Vivid or unusual dreams are one of the more distinctive side effects people report. Taking LDN in the morning rather than at bedtime can reduce this. Starting at a lower dose (1 to 3 mg) and gradually increasing to 4.5 mg also helps minimize early side effects.
The Opioid Interaction Risk
The most significant safety concern with LDN involves opioid medications. Because naltrexone blocks opioid receptors, combining it with opioid painkillers creates two distinct dangers.

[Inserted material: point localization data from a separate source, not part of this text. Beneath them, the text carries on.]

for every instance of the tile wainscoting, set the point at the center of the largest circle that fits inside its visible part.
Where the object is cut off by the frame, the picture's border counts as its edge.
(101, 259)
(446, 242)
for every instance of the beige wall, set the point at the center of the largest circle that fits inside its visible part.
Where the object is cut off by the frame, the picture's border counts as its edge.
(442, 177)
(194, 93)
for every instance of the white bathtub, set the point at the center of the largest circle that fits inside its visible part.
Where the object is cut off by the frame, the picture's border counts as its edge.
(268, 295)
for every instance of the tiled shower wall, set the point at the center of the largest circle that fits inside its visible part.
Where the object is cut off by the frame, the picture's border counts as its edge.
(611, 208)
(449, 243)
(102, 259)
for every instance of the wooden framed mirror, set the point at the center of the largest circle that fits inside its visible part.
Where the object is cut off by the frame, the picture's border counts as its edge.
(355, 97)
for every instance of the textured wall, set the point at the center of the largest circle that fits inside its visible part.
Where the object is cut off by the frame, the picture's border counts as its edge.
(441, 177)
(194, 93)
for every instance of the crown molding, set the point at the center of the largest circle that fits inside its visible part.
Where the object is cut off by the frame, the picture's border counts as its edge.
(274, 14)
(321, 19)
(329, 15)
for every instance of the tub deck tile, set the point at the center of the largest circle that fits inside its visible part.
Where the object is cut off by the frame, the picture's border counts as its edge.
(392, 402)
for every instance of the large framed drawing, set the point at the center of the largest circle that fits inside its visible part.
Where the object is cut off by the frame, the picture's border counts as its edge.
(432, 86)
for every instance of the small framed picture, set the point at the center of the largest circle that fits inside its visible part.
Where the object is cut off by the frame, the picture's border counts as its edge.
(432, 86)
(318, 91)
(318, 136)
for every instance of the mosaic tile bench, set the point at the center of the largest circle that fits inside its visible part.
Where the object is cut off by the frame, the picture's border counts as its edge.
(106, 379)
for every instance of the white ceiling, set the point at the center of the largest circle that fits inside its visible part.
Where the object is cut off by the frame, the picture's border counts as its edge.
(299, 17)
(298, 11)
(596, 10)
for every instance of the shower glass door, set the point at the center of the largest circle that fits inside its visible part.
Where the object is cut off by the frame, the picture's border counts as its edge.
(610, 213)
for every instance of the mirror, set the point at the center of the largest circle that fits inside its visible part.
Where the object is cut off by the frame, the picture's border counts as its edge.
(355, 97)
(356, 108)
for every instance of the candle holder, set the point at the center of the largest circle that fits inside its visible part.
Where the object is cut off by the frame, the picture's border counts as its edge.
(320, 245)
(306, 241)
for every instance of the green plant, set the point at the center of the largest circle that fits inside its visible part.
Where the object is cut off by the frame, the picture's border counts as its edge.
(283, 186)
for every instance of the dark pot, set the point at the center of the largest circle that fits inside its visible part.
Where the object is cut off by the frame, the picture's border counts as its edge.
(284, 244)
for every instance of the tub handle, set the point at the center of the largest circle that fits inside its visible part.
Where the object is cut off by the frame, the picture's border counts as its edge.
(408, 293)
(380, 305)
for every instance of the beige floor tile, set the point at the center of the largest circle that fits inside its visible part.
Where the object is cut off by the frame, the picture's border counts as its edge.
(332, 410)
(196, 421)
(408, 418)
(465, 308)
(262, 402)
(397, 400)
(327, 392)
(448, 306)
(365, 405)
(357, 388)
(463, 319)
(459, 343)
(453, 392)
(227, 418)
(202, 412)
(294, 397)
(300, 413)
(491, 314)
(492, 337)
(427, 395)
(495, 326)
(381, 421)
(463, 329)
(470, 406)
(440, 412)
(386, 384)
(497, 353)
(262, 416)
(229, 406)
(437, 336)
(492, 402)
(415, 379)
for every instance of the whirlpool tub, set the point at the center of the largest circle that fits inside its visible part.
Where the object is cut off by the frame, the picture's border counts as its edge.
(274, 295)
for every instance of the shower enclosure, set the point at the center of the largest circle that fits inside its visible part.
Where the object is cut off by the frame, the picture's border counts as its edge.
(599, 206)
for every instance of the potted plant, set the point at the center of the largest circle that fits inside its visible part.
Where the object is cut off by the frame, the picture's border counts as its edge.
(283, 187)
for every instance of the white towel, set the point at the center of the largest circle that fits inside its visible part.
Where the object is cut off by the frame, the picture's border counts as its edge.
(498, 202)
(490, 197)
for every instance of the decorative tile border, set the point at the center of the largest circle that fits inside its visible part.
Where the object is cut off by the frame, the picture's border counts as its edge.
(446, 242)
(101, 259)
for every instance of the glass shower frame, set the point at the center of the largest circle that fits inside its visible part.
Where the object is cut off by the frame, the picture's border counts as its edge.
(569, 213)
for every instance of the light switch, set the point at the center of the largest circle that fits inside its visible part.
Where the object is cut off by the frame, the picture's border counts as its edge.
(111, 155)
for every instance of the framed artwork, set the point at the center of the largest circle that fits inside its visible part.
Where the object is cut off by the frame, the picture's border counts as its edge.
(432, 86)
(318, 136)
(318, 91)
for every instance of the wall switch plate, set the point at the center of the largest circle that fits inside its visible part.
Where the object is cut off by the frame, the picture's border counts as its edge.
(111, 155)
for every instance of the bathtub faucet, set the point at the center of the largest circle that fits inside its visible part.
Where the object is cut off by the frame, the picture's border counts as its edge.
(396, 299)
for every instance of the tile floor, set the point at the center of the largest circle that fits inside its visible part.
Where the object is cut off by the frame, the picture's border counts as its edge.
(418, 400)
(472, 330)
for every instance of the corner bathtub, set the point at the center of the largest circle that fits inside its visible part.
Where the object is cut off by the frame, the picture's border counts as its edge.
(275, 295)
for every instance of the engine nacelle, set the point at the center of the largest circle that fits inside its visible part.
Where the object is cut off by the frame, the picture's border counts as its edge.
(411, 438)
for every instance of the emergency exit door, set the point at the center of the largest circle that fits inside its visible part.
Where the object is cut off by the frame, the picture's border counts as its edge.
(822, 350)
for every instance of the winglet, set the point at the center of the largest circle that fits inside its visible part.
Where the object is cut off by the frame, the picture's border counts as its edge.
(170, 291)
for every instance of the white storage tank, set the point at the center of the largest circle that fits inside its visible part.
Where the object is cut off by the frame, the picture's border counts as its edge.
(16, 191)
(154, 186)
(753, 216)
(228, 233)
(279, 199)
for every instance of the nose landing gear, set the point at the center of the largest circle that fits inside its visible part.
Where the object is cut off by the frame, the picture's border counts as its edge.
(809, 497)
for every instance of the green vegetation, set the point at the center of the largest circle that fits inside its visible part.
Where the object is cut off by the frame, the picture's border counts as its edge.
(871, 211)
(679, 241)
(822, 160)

The first is withdrawal. If you’re currently taking any opioid medication, including codeine, oxycodone, morphine, fentanyl, buprenorphine, or methadone, starting LDN can trigger withdrawal symptoms. Medical guidance calls for stopping opioid therapy for at least ten days before beginning naltrexone.
The second risk is less intuitive but potentially more dangerous. Chronic LDN use may increase the number of opioid receptors in your body, making you hypersensitive to opioids if you take them later. In one documented case, a patient on long-term LDN received a single standard dose of oxycodone (5 mg) and became unresponsive, requiring emergency reversal medication and an overnight stay in intensive care. Standard drug interaction tools flag the risk of withdrawal but may miss this hypersensitivity risk, so it’s important that any prescriber or emergency physician knows you’re taking LDN before administering opioid-based pain relief.

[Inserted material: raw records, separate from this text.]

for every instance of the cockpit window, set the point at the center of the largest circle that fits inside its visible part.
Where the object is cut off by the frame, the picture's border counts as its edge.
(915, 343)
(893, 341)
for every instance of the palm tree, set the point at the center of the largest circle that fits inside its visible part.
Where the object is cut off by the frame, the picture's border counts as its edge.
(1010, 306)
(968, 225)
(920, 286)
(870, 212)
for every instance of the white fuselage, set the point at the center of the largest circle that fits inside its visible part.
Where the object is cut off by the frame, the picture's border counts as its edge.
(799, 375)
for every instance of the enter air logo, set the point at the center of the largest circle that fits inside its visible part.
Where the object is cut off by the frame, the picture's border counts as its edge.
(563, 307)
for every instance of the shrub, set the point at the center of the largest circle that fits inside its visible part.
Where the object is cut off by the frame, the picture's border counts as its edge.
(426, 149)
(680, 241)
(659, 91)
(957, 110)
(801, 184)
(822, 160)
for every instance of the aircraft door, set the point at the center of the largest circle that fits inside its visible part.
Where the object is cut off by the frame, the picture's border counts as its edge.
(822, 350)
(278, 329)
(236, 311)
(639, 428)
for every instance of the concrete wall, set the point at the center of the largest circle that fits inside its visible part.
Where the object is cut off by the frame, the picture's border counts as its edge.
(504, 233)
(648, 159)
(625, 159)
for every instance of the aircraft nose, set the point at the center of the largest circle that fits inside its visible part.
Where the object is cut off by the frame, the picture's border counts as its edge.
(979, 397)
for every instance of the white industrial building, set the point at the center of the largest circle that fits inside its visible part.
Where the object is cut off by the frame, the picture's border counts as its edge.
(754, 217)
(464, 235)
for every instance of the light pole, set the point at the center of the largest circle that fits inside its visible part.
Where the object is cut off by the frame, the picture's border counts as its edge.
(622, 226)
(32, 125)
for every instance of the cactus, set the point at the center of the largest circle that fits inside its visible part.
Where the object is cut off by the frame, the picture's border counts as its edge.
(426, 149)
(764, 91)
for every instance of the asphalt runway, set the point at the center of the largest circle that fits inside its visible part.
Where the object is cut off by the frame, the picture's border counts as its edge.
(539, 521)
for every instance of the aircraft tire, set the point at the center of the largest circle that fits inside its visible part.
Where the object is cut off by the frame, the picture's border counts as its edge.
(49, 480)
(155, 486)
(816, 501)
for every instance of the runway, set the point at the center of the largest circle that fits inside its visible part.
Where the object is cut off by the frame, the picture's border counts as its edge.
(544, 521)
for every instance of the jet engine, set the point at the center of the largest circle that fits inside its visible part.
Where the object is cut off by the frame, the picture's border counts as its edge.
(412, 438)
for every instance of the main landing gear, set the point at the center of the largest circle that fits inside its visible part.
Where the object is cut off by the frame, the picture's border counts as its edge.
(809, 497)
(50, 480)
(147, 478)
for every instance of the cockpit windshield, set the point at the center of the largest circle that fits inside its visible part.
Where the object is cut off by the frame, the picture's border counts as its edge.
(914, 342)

This interaction also matters for surgical situations. If you need an operation or emergency procedure where opioid pain management is standard, your care team needs to know about your LDN use and adjust their approach accordingly.
Pregnancy and Breastfeeding
Safety data for LDN during pregnancy is limited, and most prescribers take a cautious approach. For breastfeeding, the picture is clearer. According to the Mayo Clinic, naltrexone crosses into breast milk in very small amounts and does not cause harmful effects in breastfed infants. Breastfeeding while taking naltrexone is considered safe.
Liver Health and Monitoring
Standard-dose naltrexone (50 mg) carries an FDA boxed warning about potential liver toxicity at high doses. At the much lower doses used in LDN therapy, liver damage has not been a reported concern in clinical studies. Still, because the drug is processed by the liver, periodic liver function testing is a reasonable precaution during long-term use, particularly if you have a preexisting liver condition or drink alcohol regularly.
How LDN Is Typically Started
Most prescribers begin LDN at 1 to 3 mg per day and gradually increase to a target of 4.5 mg daily based on how you respond and tolerate the medication. This slow titration reduces the chance of side effects in the first few weeks. The drug is usually taken once daily, either at bedtime or in the morning. Because LDN is not available as a commercial product at these doses, it’s prepared by a compounding pharmacy, which means quality can vary depending on the pharmacy’s standards.
The gradual dose increase also gives you and your prescriber a chance to identify the lowest effective dose. Some people respond well at 1.5 or 3 mg without ever needing to go higher.